Monday, Jun. 14, 1999
Going For Mass Appeal
By Belinda Luscombe/North Adams
Part of Joseph Beuys' Lightning with Stag in Its Glare is an 1,800-lb. structure that is suspended from the ceiling and just kisses the floor. Artist Lawrence Weiner chooses words, the color of the paint and the way the text should be painted on the wall, and has the gallery do the work. Ronald Kuivila's Visitations is an audiotape of interviews, songs and the noises of a former factory. Robert Rauschenberg's 1/4 Mile or 2 Furlong Piece is a work in progress that currently has 195 parts--some visual, some aural--and measures nearly 1,000 ft. in length. Let's leave aside discussion of the value of these examples of contemporary art. Before people can judge them, they have to be seen or, as the artists would have it, experienced. But how to house such a disparate mix of hybrids?
Over the last decade, a spray of new museums of contemporary art has popped up to grapple with that challenge. Miami opened one in 1996, the same year Chicago expanded its version. Last year architect Will Bruder carved one out of a multiplex cinema in Scottsdale, Ariz., and MoCA Denver moved to a 10,000-sq.-ft. permanent home. Cincinnati recently announced that the dynamic female architect Zaha Hadid would design its contemporary arts center. And just last month the biggest of them all, Mass MoCA, opened in North Adams, Mass. Its name is doubly apt: housed in an abandoned factory that covers 13 acres (or about a third of the formerly industrial town), the museum has 19 commodious galleries. It's huge. In fact, it has so much space that it raises money by renting out some of its 27 buildings to commercial tenants of a like mind, such as a computer-animation firm and the local newspaper.
Originally the brainchild of Thomas Krens, then head of the nearby Williams College Museum of Art and currently the expansion-minded director of the Guggenheim, Mass MoCA was supposed to be a big splashy gallery, similar in concept to the Guggenheim in Bilbao. The same architect, Frank Gehry, and other big names, worked on the initial plan. But in 1988 Krens moved to the Guggenheim, and the economic boom known as the "Massachusetts Miracle" evaporated, taking the funding with it. Joseph Thompson, Krens' successor, was left holding the baby. He has proved a shrewd parent. Thompson and a local architectural firm, Bruner/Cott & Associates, scaled back the original grand scheme. As a result, they may have ended up with something more interesting.
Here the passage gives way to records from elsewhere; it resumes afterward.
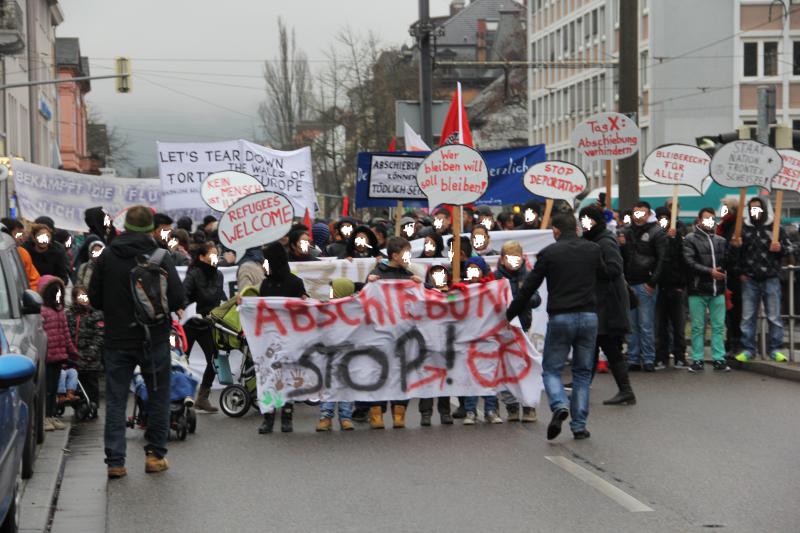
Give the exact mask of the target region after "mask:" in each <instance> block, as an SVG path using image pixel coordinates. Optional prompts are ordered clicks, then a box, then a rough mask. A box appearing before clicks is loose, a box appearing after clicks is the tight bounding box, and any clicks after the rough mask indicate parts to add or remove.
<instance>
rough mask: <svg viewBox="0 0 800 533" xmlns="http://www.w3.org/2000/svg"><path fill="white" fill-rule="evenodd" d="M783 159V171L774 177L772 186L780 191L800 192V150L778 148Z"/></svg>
mask: <svg viewBox="0 0 800 533" xmlns="http://www.w3.org/2000/svg"><path fill="white" fill-rule="evenodd" d="M778 153H779V154H780V155H781V159H783V167H782V168H781V171H780V172H779V173H778V175H777V176H775V177H774V178H773V179H772V188H773V189H774V190H778V191H794V192H800V152H798V151H796V150H778Z"/></svg>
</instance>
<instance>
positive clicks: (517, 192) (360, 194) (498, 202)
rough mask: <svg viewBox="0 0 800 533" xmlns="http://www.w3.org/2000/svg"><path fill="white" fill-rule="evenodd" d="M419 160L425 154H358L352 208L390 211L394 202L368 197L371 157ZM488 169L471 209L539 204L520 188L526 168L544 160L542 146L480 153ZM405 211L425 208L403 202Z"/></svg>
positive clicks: (392, 199) (370, 152)
mask: <svg viewBox="0 0 800 533" xmlns="http://www.w3.org/2000/svg"><path fill="white" fill-rule="evenodd" d="M373 155H378V156H403V157H419V158H420V162H421V161H422V159H423V158H424V157H425V156H427V155H428V152H359V154H358V175H357V178H356V207H359V208H361V207H394V206H395V205H397V200H393V199H387V198H374V197H370V177H371V176H370V171H371V168H372V156H373ZM481 155H482V156H483V158H484V160H485V161H486V166H487V167H488V168H489V188H488V189H487V191H486V193H485V194H484V195H483V196H482V197H481V199H480V200H478V201H477V202H475V205H514V204H523V203H525V202H526V201H528V200H531V199H538V200H541V199H542V198H539V197H538V196H535V195H534V194H531V193H530V192H528V190H527V189H526V188H525V187H524V186H523V185H522V176H523V175H524V174H525V171H527V170H528V169H529V168H530V167H532V166H533V165H535V164H536V163H540V162H542V161H545V160H546V159H547V156H546V154H545V146H544V145H543V144H537V145H536V146H524V147H521V148H506V149H504V150H486V151H483V152H481ZM403 205H405V206H406V207H428V202H426V201H424V200H422V201H420V200H404V201H403Z"/></svg>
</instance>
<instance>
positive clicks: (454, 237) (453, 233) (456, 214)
mask: <svg viewBox="0 0 800 533" xmlns="http://www.w3.org/2000/svg"><path fill="white" fill-rule="evenodd" d="M453 229H454V231H453V241H452V243H453V263H452V268H453V283H458V282H459V281H461V206H459V207H458V209H453Z"/></svg>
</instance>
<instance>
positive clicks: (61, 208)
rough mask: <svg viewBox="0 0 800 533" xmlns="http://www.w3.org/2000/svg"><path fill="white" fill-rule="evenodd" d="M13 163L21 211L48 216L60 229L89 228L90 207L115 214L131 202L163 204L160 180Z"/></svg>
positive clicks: (28, 164)
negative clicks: (89, 173)
mask: <svg viewBox="0 0 800 533" xmlns="http://www.w3.org/2000/svg"><path fill="white" fill-rule="evenodd" d="M11 165H12V169H13V172H14V189H15V190H16V194H17V202H18V204H19V208H20V214H21V215H22V216H23V217H25V218H26V219H28V220H35V219H36V218H38V217H40V216H48V217H50V218H52V219H53V222H54V223H55V225H56V227H57V228H61V229H65V230H69V231H86V223H85V222H84V220H83V213H84V211H85V210H86V209H87V208H89V207H96V206H100V207H103V208H104V209H105V210H106V212H107V213H109V214H111V215H112V216H114V215H115V214H116V213H119V212H120V211H122V210H123V209H125V208H127V207H130V206H132V205H136V204H143V205H148V206H153V207H156V208H158V206H159V204H160V200H159V199H160V197H161V185H160V183H159V181H158V180H148V179H135V178H118V177H115V176H92V175H90V174H79V173H77V172H66V171H63V170H56V169H54V168H49V167H43V166H40V165H34V164H33V163H26V162H24V161H12V163H11Z"/></svg>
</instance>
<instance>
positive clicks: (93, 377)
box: [67, 259, 104, 405]
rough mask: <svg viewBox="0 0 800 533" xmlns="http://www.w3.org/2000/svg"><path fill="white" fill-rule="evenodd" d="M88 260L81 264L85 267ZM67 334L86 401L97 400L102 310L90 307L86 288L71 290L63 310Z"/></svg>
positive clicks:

"Look at these spaces," says chief designer Simeon Bruner, marveling at the hulking, bricky, fortress-of-industry buildings. "What did we do to them? Nothing. We just cleaned them up a little." It's a likably egoless statement from an architect, and he's right. The makers of Mass MoCA had sense enough to leave the buildings alone. Perhaps they should have held back more; the less renovated spaces are the most enticing.
Echoes of the site's former uses--it was built in the 19th century for a textile printer and then became the home of an electric firm--ring through the place in deeper chords than the sound installation that mimics the tones of the old clock tower. One 18-ft.-high-ceilinged room was used to generate lightning to test the capacitors the electric firm made. Now video artist Tony Oursler has annexed that space for a talking-light-bulb piece. "We have yet to have an artist who comes here who doesn't have a big idea," says Thompson. "These buildings have a heft that invites large gestures." It's not just new projects. Rauschenberg chose to display his biggest work in a gallery at Mass MoCA that is about the size of a football field. Even in art, size matters.
Thompson says he wants to "erase the traditional line between the visual and performing arts." To this end, Mass MoCA has a theater, rehearsal spaces, an outdoor cinema and what the center boasts is "two performance courtyards." These are ordinary courtyards, enlivened by the buildings, elevated walkways and bridges that surround them. There's something peculiarly exultant about watching a Los Lobos concert in an abandoned factory. That peculiarity is Mass MoCA's chief joy.
Whether the museum will flourish is more up in the air than Beuys' sculpture. Mass MoCA has to survive on a wee budget and attract more than seasonal tourists to the area. All this without a titanium-covered building or a huge permanent collection to marvel at. But the combination of this sprawling, roughhewn relic of an era of America's past bristling with the newest in every type of art form is something almost equally worth seeing.